There is not a "huge chunk" of the theoretical physics community working on string theory, and their never was. For one, it is far less common a topic of research now then it was earlier when it was more popular, but even then "huge" was really "a lot of universities had a grant for string theory investigation because it looked promising".
It mostly hasn't worked out and now people are moving on to other things.
The single worst thing that happened though was the populism: a small group of people with credentials started putting out pop-sci books and doing interviews, well in excess of what their accomplishments should mean. People are like "so many people are working on this" because there were like, 3 to 5 guys who always said "yes" to an interview and talked authoritatively.
Huge is a subjective term, but go and count the number of participants at Strings 2025 [1]. Then realise that is just one of many conferences [2]. It's still a very big field.

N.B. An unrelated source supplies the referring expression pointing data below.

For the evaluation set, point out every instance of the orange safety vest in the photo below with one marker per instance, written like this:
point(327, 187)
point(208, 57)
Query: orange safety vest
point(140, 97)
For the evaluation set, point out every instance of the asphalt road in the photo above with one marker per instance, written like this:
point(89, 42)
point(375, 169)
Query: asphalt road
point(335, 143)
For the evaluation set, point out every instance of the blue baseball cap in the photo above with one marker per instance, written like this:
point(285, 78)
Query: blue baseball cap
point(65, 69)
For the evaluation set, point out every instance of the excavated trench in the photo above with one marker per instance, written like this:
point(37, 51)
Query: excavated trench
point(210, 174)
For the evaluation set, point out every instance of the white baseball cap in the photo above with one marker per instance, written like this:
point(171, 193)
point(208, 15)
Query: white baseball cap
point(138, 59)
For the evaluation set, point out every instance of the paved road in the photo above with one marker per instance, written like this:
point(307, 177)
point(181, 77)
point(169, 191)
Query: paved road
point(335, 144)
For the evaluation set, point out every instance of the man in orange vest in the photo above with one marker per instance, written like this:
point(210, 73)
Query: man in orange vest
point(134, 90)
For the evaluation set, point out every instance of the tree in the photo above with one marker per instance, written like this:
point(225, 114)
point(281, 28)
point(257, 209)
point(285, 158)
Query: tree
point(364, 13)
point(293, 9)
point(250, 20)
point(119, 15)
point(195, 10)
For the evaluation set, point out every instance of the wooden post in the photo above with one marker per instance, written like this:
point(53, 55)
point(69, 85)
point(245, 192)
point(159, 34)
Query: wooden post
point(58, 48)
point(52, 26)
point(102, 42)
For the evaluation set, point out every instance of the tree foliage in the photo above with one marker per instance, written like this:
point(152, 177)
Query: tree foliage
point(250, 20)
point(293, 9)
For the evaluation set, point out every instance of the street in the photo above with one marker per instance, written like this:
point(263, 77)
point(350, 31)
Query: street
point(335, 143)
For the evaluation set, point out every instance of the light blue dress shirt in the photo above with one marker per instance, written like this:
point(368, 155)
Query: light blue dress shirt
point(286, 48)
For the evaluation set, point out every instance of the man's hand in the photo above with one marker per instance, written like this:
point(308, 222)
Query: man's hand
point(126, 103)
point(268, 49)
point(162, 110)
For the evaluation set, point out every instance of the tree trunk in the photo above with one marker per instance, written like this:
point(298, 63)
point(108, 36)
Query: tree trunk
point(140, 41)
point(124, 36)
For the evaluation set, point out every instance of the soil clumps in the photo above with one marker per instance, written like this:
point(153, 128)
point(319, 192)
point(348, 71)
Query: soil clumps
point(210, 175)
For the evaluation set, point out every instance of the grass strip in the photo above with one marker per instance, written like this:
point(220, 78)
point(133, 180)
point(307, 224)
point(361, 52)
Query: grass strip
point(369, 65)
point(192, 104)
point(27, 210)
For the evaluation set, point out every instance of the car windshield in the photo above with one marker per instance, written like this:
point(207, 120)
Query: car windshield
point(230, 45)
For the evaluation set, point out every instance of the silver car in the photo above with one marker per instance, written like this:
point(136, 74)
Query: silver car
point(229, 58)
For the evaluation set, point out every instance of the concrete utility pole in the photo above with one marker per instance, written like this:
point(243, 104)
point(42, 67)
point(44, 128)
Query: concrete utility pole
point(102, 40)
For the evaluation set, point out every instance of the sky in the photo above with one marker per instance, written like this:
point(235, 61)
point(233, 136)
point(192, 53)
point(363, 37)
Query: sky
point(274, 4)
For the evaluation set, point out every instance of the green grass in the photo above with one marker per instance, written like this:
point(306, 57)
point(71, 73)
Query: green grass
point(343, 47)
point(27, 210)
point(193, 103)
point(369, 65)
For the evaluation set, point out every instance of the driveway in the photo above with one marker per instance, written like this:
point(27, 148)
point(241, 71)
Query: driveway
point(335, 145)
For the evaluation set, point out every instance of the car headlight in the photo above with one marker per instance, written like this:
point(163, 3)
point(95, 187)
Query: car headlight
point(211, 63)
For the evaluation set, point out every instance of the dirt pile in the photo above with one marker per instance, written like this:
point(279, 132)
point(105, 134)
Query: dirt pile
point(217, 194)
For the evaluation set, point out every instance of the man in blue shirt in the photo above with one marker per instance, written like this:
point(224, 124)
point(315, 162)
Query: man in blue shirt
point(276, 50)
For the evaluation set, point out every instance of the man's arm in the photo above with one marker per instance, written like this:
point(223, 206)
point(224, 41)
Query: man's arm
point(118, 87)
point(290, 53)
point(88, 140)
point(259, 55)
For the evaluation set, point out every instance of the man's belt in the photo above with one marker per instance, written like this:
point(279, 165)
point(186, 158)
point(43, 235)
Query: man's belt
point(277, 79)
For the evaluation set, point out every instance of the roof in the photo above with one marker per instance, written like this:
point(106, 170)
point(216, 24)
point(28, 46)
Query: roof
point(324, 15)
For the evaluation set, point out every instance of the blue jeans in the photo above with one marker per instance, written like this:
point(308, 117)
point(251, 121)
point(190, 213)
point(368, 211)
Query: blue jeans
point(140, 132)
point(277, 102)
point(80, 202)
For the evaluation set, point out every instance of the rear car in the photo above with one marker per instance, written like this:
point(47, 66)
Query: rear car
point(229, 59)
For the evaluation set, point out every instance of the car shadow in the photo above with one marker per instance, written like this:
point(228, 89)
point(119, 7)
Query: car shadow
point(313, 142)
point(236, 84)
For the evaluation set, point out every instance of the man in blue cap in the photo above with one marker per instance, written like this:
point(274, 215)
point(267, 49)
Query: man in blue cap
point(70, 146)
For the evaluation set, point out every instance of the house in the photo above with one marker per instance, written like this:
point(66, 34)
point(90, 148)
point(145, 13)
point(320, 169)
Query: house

[1] https://nyuad.shorthandstories.com/strings-conference-abu-dh...
[2] https://www.stringwiki.org/wiki/Conferences
A meaningless statement if you aren't going to introduce any points of comparison. But I would hardly call 735 conference participants a huge conference. Like, that's big but there are lot more then 735 theoretical physicists.
Claude tells me that there are about ~5000 theoretical high energy physicists actively publishing as tracked by INSPIRE-HEP (the de facto search engine in that field). If we estimate that about a third or half of string theorists take part in Strings in a given year -- because there are other big conferences like String Pheno that will be more relevant for many -- then we have something like 30-50% of high energy theorists working on string theory.
I agree that people should be "moving on to other things," but I'm not seeing the evidence that they actually are.
Are all the attendees of a Linux conference Linux developers? Are all the people who attend CCC penetration testers?